Vaccinex Collaborates with Merck in HNSCC Study
Vaccinex, Inc., a company developing a novel approach to treat both cancer and neurodegenerative disease through the inhibition of SEMA4D, will pair its lead asset with Merck’s vaunted checkpoint inhibitor Keytruda.
Rochester, N.Y.-based Vaccinex intends to combine its investigational SEMA4D inhibitor, pepinemab, and Merck’s anti-PD-1 therapy, Keytruda, as a potential treatment for patients with advanced, recurrent or metastatic head and neck squamous cell carcinoma (HNSCC). Pepinemab, also known as VX15/2503, is a humanized monoclonal antibody that binds and blocks the activity of semaphorin 4D (SEMA4D) which is an extracellular signaling molecule that regulates the migration and function of immune and inflammatory cells.

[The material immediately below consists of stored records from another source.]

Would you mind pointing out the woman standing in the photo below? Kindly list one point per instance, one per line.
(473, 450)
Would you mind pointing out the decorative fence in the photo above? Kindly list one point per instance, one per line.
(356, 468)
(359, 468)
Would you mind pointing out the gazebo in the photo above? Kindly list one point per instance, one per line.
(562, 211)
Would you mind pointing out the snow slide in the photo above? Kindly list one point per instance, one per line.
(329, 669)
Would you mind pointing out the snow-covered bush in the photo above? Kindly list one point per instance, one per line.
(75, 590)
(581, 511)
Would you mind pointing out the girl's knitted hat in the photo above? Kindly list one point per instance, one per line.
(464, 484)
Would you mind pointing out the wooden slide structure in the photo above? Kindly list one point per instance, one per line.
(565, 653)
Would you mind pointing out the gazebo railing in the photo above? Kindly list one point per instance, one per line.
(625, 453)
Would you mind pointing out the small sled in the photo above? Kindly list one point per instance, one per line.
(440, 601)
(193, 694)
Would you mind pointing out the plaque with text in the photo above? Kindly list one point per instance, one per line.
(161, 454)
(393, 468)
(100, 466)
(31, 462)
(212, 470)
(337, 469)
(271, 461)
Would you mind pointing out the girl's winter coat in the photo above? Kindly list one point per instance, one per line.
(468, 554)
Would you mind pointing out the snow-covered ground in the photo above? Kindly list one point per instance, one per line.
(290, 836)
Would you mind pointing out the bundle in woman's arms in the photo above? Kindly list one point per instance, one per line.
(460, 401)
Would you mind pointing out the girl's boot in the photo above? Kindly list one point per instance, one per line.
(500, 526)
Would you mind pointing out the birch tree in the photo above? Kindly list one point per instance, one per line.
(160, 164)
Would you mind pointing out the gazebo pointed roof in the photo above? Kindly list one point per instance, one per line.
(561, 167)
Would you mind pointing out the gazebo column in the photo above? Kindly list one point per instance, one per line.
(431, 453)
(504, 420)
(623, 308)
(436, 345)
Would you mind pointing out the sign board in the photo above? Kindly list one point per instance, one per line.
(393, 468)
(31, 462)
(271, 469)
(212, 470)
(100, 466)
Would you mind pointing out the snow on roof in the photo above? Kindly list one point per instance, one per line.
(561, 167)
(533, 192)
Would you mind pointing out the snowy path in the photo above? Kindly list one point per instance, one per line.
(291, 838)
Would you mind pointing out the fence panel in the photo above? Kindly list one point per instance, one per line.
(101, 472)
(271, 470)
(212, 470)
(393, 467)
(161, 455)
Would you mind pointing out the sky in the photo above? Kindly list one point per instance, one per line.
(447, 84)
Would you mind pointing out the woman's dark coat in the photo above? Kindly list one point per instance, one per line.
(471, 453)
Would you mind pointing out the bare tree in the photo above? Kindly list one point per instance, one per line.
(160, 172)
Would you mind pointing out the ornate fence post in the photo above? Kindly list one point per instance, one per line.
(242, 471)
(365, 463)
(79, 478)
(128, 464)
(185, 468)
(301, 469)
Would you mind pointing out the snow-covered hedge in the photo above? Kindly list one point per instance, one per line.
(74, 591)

In preclinical studies, pepinemab has demonstrated that the biological activities associated with antibody blockade of SEMA4D promote immune cell infiltration into tumors and prevent neurological damage in neuroinflammatory and neurodegenerative disease models, including Huntington’s disease, the company said this morning.
Vaccinex intends to conduct a dose escalation study, followed by an expansion phase that will enroll up to 65 HNSCC patients allocated to different levels of combined positive score (CPS) of PD-L1 expression. CPS is a biomarker associated with benefit in response to immunotherapy, and a major goal of this study is to determine whether combination therapy can improve response in these populations. Key endpoints of the study include objective response, progression free survival and overall survival.
Maurice Zauderer, chief executive officer of Vaccinex, said his company is pleased to partner with Merck to evaluate the potential of the combination of pepinemab and Keytruda.
“Several prior studies suggest that inhibition of SEMA4D increases immune infiltration and alters the balance of cytotoxic and immunosuppressive cells in the tumor microenvironment. SEMA4D is highly expressed in HNSCC and is believed to promote correspondingly high levels of myeloid derived suppressor cells. This collaboration provides an opportunity to evaluate this innovative approach in combination with anti-PD-1 therapy,” Zauderer said in a statement.
Merck’s Keytruda was approved in 2019 as a monotherapy first-line treatment for patients with metastatic or with unresectable, recurrent HNSCC. The approval marked Keytruda as the first anti-PD-1 therapy approved in the first-line setting as monotherapy in patients whose tumors express PD-L1 or in combination with chemotherapy regardless of PD-L1 expression for patients with metastatic or with unresectable, recurrent HNSCC and the first anti-PD-1 therapy to demonstrate a statistically significant improvement in OS in these patients. Keytruda was initially approved for the treatment of patients with recurrent or metastatic HNSCC with disease progression on or after platinum-containing chemotherapy in 2016.